Hope you guys had a great year and here’s to a better 2017! 🙂

xoxo,

Eris

 

 

Nth Better to Do – 100 Questions Tag

01. What have you been doing recently?

• Siesta. Attempting to eat a whole tub of vanilla ice cream.

02. Do you ever turn your cell phone off?
• Only when absolutely necessary.

03. What happened at 10.00 am today?
• Cancel class ! Go lepak at canteen.

04. When did you last cry?
• Been awhile gua. cant remember.

05. Believe in fate/destiny?
• Nope. I make my own destiny 😀

06. What do you want in your life right now?
• Lots of $$$ would be a great start.

07. Do you carry an umbrella when it rains,or just put up your hood?
• Hood. Umbrella heavy, lazy ~

08.What’s your favourite thing to have on your bed?
• 2 pillows and a bolster. I cant sleep if I don’t have a pillow to cover my feet XD bad habit

09. What bottom are you wearing now?
• Pasar malam shorts ~

10. What’s the nicest text in your inbox say?
• idk xD

11. Do you tend to make a relationship complicated?
• Sometimes

12. Are you wearing anything you borrowed from someone?
• Nope.

13. What was the last movie you caught?
• Marley & Me with coursemates at KLCC.

14. What are you proud of?
• dunno leh

15. What does the oldest message in your inbox says?
• Also say oldest la.
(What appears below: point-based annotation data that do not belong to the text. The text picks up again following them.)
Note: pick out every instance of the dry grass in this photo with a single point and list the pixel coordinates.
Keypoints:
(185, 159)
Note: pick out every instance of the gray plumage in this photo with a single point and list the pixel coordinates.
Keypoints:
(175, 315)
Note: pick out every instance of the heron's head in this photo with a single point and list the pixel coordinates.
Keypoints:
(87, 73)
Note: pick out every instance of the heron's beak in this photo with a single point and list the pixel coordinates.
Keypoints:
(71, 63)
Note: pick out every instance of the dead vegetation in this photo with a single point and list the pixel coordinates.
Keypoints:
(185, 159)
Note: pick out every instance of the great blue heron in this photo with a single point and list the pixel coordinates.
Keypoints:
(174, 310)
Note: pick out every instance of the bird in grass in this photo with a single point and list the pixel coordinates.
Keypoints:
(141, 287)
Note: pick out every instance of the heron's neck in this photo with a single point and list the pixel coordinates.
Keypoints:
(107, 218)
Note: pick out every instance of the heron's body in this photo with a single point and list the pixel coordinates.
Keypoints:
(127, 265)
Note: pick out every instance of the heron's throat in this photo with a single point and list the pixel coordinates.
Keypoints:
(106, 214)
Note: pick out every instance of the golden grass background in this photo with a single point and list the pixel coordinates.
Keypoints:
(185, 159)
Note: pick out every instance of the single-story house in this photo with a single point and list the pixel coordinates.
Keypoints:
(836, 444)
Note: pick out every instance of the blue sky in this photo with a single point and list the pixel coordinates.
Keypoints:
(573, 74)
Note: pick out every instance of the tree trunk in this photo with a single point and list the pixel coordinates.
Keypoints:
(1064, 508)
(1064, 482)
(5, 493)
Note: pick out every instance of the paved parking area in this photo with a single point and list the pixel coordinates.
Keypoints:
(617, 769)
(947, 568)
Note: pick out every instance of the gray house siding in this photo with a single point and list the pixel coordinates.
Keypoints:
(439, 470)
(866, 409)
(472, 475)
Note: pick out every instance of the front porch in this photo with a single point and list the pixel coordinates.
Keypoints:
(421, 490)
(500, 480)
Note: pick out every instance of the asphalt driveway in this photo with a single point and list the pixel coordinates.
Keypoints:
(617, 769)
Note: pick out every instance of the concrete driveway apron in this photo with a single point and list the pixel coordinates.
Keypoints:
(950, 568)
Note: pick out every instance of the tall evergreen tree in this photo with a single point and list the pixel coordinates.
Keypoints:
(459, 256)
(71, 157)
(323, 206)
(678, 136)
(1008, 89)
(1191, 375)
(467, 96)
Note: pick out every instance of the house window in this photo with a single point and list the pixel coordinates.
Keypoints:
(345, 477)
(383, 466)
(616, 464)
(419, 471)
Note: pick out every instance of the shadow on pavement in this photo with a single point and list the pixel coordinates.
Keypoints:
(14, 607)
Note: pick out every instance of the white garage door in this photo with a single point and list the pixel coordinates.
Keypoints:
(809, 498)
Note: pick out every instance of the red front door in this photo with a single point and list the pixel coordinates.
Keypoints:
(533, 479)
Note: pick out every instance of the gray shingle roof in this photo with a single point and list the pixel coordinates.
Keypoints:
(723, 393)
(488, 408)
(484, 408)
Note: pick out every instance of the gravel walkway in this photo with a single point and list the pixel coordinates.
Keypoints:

How to remember?

16. What was the last song you sang out loud?
• Fly like an eagle – Seal.

17. Do you have any nicknames?
• Eris, Piggy, ice cream queen (tat came from Ji Shyan ! :D)

18. What does you last received text message say?
• “baby zai jus finish eat :* ” oops. did i jus reveal that lovey dovey message to the rest of the world ? I’m sure hubby wouldn’t be mad. XD

19. What time did you go to bed last night?
• 11.30 pm.

20. Are you currently happy?
• Pretty okay.

21. Who gives you best advice?
• Myself.

22. Do you eat whipped cream straight from the can?
• Super fattening. But yes, I do. XD

23. Who did you talk on phone last night?
• Moo

24.Is anyone bugging you right now?
•Yes, you!

25. What/Who was the last thing/person to make you laugh?
• Mabel and Charlie i think. I forgot about what though. 😀

26. Do you wear toe socks?
• Got such thing ar?

27. Who was the last person you missed a call from?
• Some weird number.

28.Have you ever had your heartbroken?
• Yes

29. What annoys you most in a person?
• A lot of things annoy me. >.<

30. Do you have a crush on anyone?
• Nope.

31. Have you ever done cocaine?
• Nope.

32. What is the colour of your room?
• Apple green.

33.Would you kill someone you hate for a billion dollars?
• Maybe, if I could get away with it. Lol jk.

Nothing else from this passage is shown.